Multiplayer, which I’ve always thought of as one of CoH strengths (partially because the AI enemy isn’t the pointiest pin in the cushion, and partly because humans can be so damned sneaky), has gotten a slight retool. The object of multiplayer is still to capture and hold control points which provide you with resources to smite thy enemy, but in CoH1 the resources provided by the control points were fixed. This would often lead to extensive battles over one or a few specific control points that might be the only points on the map offering that resource, while other control points would see minimal skirmish activity. CoH2 allows the holder of some control points to change the resource provided, which makes every point on the map valuable, reducing the importance of any given one, and serves to sort of spread the battle out over the whole map. It’s an enormous strategic difference, and I can’t say as I’ve played either really enough to decide which one I like better.
As a guy who has dim, but fond, memories of playing CoH1, CoH2 is more of pretty much the same.
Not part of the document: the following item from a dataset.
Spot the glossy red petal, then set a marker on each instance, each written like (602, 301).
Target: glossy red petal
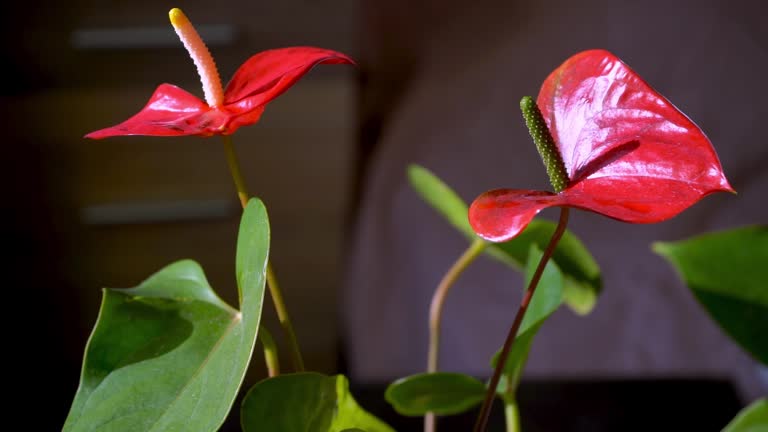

Sure, the weather effects could have been a little better thought out and if you’re counting on the tutorials to help orient you, you’re screwed, but there have been some nice unit tweaks (I really like the flamethrower – devastating!), and once you get past the first few campaign missions the rest is a ten hours or so of fine strategic action. I think people like me who enjoyed the first one may in the back of their minds complain a little about what exactly we waited seven years for, but the front of their minds will be having a pretty good time playing it.
Reviewed By: Phil Soletsky
This review is based on a digital copy of Company of Heroes 2 for the PC provided by Sega.